The garrison was another facet of the game that the developers pinned a lot of hopes on. That too seems to have backfired. There is now no reason to ever leave your garrison. Most players never do except to get into group efforts, which returns you directly back to your garrison as soon as the group event is done. The garrisons themselves are entertaining for awhile. Some of the buildings (especially the engineering building that gives you a perk each day) are quite fun to to fiddle with and give valuable gear for you and your followers.
…Followers being one of the more puzzling introductions to this game, almost as if it wants to be an RTS like it’s original version was. I just don’t understand their purpose in the game, but it is entertaining sending them all out on quests then running out of your HQ to watch them all file out the gates and play the game for you.
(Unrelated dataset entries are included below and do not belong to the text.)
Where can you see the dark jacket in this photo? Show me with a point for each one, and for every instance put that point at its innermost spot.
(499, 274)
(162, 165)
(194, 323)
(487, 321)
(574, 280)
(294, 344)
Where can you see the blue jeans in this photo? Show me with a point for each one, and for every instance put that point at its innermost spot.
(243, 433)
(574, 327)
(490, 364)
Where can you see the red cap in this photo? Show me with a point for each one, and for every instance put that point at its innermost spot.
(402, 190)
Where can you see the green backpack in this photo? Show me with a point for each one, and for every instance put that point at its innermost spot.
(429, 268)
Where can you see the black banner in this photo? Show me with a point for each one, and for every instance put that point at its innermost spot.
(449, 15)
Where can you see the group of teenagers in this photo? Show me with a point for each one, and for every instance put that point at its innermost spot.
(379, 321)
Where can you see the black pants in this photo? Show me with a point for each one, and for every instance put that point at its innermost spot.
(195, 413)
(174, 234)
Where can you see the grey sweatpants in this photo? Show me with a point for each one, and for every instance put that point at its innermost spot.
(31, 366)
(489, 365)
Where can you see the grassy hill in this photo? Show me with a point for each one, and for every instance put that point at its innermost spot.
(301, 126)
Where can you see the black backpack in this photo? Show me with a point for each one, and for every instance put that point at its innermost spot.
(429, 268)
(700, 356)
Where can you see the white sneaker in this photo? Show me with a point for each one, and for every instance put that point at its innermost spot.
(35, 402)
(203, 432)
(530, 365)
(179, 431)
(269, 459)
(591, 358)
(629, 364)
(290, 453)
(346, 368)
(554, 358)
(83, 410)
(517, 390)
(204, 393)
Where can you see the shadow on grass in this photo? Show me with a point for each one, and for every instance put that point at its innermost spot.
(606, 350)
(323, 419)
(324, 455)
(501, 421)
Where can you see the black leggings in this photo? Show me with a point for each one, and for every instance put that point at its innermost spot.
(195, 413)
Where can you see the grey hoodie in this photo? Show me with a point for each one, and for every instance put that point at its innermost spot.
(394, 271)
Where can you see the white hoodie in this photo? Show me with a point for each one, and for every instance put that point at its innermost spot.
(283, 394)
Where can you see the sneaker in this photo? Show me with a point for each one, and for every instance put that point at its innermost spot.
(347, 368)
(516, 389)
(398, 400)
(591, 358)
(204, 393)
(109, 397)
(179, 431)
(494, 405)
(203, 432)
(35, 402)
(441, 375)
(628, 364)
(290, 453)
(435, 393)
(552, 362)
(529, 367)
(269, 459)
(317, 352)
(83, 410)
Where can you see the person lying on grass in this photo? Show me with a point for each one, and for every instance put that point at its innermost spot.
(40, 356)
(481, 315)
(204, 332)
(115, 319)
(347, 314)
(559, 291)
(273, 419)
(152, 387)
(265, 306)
The first official patch (6.1) for this expansion went live Feb 24, 2015. As of this writing, I had yet to really log on and do anything beyond snooping through a few toons burning cooldowns; pretty much all I do anymore. There are some nice improvements in this patch. More skins for the improved character models. A way to share the heirloom gear that radically speeds up leveling for alternate toons. Improved heirlooms that now can be used through level 100.
Don’t really care.
I have a 100 for both factions now. I’ve played through both sides of the game, explored most of the garrison buildings, run the LFR for the first raid. I’ll eventually run the LFR for the second raid, and dabble in the PvP before I finally do what I threatened to do in Cataclysm. I’m canceling my subscription to World of Warcraft for the first time in 5 years. I have better things to do with the monthly premium for server access if I’m not going to play the game content; and it has become clear that I’m not.
I did log on and spend eighty thousand gold on heirloom upgrades for the toons that I haven’t leveled to 100, current endgame level. I will make that confession. I have (had) upwards of 400 thousand gold in game across 22+ toons. I think it was a good investment considering what unspent money in a game you aren’t playing is actually worth.
I have the distinct feeling that the game developers are resting on the games popularity, not pushing themselves to actually find the boundaries of gameplay with the new systems and faster internet speeds. World of Warcraft remains essentially the same game it was more than a decade ago, and I think I’ve played that game long enough. Time for something new.